CrossLiquid is agent-managed, cross-chain liquidity for earning fees on USDC-ETH pairs across Uniswap v4 pools.
Concentrated liquidity generates great yield but comes with amplified impermanent loss and requires constant rebalancing. Also, the best opportunities shift between chains. Managing this manually is a hassle.
CrossLiquid's off-chain agent automatically manages and rebalances positions across multiple L2s. It scores opportunities per chain (based on yield, volatility, gas costs) and moves funds via li.fi to the highest-yielding chain.
Users deposit ETH into a vault on one chain (Base) and receive $CLQ tokens. After that the agent handles everything: swapping for USDC, bridging, adding to uniswap v4 and rebalancing if necessary.
A SvelteKit frontend shows real-time scores and position status.
Core technologies:
Uniswap V4
This was my first time working with Uniswap V4. It took some time getting familiar with the PoolManager and doing everything as part of the unlock callback. It also took some time getting the local setup with the full v4 stack to work, but after that was done it worked great.
Li.Fi integration
It was a bit harder because I couldn't test it locally or on a testnet. I tested everything thoroughly up to the point of sending a transaction, and then deployed to Base & Unichain to make it all work, and there were no surprises then.
Agent logic
The typescript agent has a loop for executing actions that are needed for rebalancing and getting funds from the vault to the PositionManager. It tracks these in-flight actions and makes sure there are not multiple actions affecting the same chain.

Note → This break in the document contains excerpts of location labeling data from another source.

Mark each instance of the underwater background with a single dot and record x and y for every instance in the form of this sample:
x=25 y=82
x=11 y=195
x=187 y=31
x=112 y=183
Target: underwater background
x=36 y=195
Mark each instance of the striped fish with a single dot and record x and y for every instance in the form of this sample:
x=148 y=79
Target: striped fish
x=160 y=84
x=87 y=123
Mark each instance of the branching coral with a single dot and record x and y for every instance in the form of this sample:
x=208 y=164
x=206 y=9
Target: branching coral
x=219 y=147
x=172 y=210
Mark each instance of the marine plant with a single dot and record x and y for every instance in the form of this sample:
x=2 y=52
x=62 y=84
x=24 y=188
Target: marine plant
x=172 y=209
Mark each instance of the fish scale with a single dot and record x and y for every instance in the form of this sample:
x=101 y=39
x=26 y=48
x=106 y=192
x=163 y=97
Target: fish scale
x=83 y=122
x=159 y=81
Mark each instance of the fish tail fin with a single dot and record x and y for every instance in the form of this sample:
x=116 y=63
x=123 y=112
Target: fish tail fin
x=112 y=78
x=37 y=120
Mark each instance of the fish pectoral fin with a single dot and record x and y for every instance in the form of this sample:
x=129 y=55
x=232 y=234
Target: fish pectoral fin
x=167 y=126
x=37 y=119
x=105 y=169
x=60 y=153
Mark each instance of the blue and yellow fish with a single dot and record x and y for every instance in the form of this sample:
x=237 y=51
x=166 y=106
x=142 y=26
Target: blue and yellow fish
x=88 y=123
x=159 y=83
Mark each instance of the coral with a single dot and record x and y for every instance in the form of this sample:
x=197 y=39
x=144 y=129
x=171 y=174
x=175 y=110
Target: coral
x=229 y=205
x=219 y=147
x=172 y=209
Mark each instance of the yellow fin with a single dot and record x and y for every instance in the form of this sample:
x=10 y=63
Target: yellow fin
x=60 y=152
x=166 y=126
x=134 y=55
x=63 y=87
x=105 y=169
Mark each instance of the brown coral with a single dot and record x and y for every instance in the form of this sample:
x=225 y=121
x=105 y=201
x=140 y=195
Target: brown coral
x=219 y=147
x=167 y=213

It also has a 'stats' loop where it fetches univ4 pool data every 30s. It stores fee growth, liquidity and current price in a sqlite database. That's how we can calculate the "Liquidity Opportunity Score" by looking at recent pool APR, volatility and we also factor in gas costs.
(Interestingly the volatility is not so useful to compare between chains because all chains are nearly 100% correlated, even during the high volatility events of last week).